In 1983, when theSupreme Court ruled on the matter, Justice William Brennan, in his concurrence, wrote that several precedents, including Katz v. United States, 389 U.S. 347 (1967), “made quite clear that the Fourth Amendment protects against governmental invasions of a person’s reasonable “expectation[s] of privacy,” even when those invasions are not accompanied by physical intrusions. Cases such as Silverman v.
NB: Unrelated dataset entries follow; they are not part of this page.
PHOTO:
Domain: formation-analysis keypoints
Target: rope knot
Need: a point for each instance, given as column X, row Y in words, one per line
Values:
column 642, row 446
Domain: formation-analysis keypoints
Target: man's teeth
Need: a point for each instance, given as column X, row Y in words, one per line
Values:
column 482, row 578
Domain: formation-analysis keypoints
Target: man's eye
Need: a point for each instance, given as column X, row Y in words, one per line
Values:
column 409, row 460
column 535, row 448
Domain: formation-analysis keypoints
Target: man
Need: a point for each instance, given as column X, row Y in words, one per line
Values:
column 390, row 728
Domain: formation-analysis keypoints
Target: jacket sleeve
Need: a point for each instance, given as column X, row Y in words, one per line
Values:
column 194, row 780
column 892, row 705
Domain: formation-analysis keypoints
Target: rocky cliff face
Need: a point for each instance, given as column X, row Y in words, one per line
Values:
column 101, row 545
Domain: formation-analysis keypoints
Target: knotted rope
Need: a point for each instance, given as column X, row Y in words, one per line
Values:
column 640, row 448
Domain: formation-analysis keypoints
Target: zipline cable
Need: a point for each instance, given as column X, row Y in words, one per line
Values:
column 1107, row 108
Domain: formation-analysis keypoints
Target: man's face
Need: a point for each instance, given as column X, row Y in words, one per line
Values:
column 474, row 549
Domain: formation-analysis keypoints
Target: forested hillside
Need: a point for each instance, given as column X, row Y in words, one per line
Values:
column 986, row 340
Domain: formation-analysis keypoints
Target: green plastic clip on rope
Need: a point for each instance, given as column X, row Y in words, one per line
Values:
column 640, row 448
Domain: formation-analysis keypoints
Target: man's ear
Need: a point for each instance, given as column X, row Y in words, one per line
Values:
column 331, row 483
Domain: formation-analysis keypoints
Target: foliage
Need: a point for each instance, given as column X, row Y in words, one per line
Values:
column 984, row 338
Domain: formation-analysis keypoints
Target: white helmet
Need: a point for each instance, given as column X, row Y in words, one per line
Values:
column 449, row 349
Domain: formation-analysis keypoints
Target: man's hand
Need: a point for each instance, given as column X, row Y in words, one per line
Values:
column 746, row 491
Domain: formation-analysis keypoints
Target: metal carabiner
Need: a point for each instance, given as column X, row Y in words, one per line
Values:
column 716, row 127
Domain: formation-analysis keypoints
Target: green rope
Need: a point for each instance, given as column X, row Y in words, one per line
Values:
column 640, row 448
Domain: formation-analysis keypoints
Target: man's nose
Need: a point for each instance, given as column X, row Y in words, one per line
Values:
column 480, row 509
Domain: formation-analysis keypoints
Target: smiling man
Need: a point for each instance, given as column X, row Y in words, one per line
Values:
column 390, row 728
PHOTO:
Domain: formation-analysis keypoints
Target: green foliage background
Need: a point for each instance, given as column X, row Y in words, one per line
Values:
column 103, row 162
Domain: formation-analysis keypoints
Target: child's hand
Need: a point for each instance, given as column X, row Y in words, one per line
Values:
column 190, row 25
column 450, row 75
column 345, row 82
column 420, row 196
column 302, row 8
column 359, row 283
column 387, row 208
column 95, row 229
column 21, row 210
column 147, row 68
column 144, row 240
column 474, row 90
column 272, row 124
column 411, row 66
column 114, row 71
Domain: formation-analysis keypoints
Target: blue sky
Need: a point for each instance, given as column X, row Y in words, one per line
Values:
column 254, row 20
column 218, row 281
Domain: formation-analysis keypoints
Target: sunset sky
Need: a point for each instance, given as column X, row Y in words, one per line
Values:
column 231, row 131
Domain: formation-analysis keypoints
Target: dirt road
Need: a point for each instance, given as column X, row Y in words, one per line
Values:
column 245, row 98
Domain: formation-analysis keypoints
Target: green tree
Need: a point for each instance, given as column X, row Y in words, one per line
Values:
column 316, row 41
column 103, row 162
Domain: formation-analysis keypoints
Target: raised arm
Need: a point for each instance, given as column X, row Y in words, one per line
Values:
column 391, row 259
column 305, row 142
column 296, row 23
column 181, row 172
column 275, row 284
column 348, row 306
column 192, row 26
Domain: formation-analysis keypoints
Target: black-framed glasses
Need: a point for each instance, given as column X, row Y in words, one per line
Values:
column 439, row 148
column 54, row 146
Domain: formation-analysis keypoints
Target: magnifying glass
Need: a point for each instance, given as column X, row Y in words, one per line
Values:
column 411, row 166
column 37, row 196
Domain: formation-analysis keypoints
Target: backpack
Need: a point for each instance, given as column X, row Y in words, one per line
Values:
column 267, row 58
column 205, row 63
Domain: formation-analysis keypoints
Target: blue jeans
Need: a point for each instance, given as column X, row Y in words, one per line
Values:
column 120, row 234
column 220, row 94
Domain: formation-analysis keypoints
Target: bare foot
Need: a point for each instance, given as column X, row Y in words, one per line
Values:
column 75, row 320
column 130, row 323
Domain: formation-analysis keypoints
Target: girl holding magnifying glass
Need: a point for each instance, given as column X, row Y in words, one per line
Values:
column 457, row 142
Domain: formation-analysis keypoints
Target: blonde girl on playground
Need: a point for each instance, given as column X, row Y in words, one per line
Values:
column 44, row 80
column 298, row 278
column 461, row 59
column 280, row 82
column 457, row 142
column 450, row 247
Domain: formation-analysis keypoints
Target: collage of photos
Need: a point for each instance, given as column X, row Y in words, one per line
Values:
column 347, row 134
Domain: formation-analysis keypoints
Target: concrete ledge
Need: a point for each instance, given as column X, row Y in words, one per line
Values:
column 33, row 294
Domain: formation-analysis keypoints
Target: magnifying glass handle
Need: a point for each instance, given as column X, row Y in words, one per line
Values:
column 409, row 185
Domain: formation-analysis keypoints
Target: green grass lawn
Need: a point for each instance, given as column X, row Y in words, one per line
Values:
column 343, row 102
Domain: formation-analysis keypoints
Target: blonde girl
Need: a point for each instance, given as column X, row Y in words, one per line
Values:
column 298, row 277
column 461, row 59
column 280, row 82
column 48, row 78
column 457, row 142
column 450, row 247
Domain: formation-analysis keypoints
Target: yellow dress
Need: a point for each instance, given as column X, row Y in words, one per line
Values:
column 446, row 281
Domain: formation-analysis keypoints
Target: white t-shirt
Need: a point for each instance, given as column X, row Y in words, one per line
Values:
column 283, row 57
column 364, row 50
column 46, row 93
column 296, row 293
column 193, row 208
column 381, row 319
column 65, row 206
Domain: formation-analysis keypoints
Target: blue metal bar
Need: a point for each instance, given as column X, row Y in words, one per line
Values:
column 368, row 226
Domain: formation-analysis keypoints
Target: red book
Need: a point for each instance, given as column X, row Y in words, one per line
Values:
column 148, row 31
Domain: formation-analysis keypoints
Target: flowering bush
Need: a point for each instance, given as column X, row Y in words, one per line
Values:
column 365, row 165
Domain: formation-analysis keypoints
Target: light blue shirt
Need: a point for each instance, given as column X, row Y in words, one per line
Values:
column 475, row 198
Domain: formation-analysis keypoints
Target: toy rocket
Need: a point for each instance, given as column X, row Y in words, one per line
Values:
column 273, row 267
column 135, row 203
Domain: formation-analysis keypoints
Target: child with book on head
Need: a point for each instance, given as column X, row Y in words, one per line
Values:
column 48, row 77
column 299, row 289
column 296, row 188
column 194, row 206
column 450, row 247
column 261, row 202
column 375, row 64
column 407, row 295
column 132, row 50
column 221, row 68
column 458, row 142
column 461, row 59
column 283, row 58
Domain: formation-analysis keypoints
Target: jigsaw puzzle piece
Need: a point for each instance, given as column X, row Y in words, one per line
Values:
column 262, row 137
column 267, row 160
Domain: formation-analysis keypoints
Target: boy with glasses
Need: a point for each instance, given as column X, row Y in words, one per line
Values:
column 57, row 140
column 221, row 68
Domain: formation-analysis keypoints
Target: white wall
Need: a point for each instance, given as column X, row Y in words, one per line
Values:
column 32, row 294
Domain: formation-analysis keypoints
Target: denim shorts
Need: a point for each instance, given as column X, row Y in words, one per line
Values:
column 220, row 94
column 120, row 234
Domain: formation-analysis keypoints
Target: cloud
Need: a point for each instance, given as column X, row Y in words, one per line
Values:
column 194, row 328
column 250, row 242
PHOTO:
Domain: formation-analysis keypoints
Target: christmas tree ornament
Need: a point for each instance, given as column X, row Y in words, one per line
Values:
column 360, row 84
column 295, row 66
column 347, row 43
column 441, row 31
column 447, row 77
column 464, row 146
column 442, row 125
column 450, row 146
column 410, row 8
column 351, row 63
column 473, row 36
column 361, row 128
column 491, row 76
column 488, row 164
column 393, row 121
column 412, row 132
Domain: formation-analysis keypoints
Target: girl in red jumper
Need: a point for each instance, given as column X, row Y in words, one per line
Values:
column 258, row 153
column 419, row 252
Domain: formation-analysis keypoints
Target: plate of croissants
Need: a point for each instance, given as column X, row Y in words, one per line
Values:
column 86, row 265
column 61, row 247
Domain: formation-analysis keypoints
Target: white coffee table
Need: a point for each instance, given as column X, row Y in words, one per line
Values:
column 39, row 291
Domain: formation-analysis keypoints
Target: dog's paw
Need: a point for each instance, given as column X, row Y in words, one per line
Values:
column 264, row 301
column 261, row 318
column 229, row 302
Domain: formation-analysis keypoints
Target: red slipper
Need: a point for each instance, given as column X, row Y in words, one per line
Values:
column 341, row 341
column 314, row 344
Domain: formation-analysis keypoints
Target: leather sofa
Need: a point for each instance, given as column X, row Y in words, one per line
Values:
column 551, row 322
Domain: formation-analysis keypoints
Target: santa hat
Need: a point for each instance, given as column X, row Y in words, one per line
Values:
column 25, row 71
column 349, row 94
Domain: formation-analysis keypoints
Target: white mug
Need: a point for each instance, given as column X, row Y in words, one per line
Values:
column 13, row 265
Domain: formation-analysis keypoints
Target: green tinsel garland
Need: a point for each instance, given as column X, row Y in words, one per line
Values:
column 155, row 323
United States, 365 U.S. 505, 509 -512 (1961), however, hold that, when the Government does engage in physical intrusion of a constitutionally protected area in order to obtain information, that intrusion may constitute a violation of the Fourth Amendment even if the same information could have been obtained by other means. ” He added: “I am not at all sure that, for purposes of the Fourth Amendment, there is a constitutionally significant difference between planting a beeper in an object in the possession of a criminal suspect and purposefully arranging that he be sold an object that, unknown to him, already has a beeper installed inside it.”